Here is some sample code. Checked it in console app targeting netcoreapp3.1.
public class SomeObject
{
public bool BoolValue;
}
public class OtherClass
{
public static void Process(SomeObject obj) // assume null passed
{
var value = obj?.BoolValue;
var res1 = obj?.BoolValue | true; // = null
var res2 = value | true; // = true
var res3 = obj?.BoolValue & false; // = null
var res4 = value & false; // = false
}
}
Actual:
res1 != res2 and res3 != res4
Expected:
res1 == res2 and res3 == res4
Tweaking things to:
public static void Process(SomeObject obj) // assume null passed
{
var valz = obj?.BoolValue;
var res1 = obj?.BoolValue | GetTrue();
var res2 = valz | GetTrue();
var res3 = obj?.BoolValue & GetFalse();
var res4 = valz & GetFalse();
Console.WriteLine($"res1: {res1}");
Console.WriteLine($"res2: {res2}");
Console.WriteLine($"res3: {res3}");
Console.WriteLine($"res4: {res4}");
}
public static bool GetTrue()
{
return true;
}
public static bool GetFalse()
{
return false;
}
Spits out:
res1: True
res2: True
res3: False
res4: False
@aka-STInG and @Clockwork-Muse I think it has to do with the defined bool? bitwise operator truth table, it works differently for | and &. See below:
For bool? operands, the & and | operators support the three-valued logic. The semantics of these operators is defined by the following table:
x | y | x&y | x\|y
-- | -- | -- | --
true | true | true | true
true | false | false | true
true | null | null | true
false | true | false | true
false | false | false | false
false | null | false | null
null | true | null | true
null | false | false | null
null | null | null | null
@brianpursley I'm a bit confused. How this table explain difference between
null | true in one case is null and in other is true?

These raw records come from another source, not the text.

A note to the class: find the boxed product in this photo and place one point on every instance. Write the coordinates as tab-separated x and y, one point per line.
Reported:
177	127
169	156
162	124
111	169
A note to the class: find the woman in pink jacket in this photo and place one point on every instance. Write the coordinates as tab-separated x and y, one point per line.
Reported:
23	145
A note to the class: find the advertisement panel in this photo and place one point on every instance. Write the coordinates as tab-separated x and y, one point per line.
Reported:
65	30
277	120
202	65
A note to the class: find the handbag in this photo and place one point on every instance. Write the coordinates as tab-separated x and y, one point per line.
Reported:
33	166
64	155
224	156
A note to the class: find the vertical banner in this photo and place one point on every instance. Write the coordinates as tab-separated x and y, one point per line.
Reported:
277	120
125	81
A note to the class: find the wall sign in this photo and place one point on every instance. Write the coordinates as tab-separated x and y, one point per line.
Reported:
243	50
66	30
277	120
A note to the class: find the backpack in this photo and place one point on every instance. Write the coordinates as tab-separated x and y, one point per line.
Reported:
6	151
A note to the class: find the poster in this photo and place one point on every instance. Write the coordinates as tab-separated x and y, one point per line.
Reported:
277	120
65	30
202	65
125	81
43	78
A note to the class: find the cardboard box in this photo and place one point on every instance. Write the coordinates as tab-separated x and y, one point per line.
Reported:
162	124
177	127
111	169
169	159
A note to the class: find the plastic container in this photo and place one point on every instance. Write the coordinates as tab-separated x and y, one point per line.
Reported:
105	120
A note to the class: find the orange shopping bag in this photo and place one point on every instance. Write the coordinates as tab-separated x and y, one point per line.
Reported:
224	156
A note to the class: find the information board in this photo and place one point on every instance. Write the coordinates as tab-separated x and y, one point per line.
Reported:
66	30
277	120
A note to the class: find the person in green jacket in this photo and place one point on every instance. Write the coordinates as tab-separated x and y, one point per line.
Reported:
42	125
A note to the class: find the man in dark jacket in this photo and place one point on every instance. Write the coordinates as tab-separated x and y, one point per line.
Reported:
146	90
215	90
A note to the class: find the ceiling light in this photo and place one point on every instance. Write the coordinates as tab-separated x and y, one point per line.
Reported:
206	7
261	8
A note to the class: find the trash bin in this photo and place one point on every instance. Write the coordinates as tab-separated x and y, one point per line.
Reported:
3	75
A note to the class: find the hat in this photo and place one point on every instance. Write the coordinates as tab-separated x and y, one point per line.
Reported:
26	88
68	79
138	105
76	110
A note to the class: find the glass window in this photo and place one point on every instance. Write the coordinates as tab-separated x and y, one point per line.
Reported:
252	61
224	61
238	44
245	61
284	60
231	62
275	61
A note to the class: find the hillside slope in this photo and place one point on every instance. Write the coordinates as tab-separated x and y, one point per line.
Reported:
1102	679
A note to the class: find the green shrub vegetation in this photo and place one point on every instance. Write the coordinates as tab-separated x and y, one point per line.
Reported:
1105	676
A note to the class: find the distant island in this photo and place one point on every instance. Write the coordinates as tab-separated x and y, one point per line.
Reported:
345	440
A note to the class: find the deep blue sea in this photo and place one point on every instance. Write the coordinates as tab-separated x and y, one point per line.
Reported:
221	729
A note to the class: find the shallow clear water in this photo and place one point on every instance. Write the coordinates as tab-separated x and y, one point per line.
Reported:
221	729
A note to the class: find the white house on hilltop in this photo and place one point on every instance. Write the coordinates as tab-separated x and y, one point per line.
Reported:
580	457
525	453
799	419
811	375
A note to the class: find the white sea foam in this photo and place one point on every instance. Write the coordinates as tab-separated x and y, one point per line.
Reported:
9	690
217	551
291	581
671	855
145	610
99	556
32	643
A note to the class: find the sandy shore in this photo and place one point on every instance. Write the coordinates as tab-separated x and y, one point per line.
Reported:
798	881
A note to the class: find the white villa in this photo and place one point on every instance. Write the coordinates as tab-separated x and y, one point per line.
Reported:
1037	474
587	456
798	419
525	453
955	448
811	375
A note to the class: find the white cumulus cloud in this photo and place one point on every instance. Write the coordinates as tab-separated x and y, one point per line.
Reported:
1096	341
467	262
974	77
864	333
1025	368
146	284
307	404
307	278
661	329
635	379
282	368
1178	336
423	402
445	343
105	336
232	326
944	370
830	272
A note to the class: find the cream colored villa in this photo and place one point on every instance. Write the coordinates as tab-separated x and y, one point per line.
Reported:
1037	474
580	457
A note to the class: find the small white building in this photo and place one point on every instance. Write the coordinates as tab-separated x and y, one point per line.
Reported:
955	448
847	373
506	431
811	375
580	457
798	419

@Clockwork-Muse It seems like in your case method invocation instead of literal causes it to produce valid output. It would be nice to have valid output for all cases.
It looks like expression obj?.BoolValue | true is actually transformed to something like this obj != null ? obj.BoolValue | true : null.
Aren't you using | for res2 and & for res4?
OK maybe I misunderstood the issue. Let me check again
No you are right. This is seems wrong. It isn't even consistent with itself:
using System;
namespace ConsoleApp1
{
class Program
{
static void Main(string[] args)
{
SomeObject obj = null;
Console.WriteLine($"result1 = {obj?.BoolValue | true}");
Console.WriteLine($"result2 = {true | obj?.BoolValue}");
}
private class SomeObject
{
public bool BoolValue;
}
}
}
Output:
result1 =
result2 = True
EDIT: Well I guess this can be in part due to short circuiting. But I think you two are right, something strange is happening here.
Both generate _interesting_ IL
This is a language issue, not a codegen issue.
@jaredpar can you move this over to dotnet/roslyn?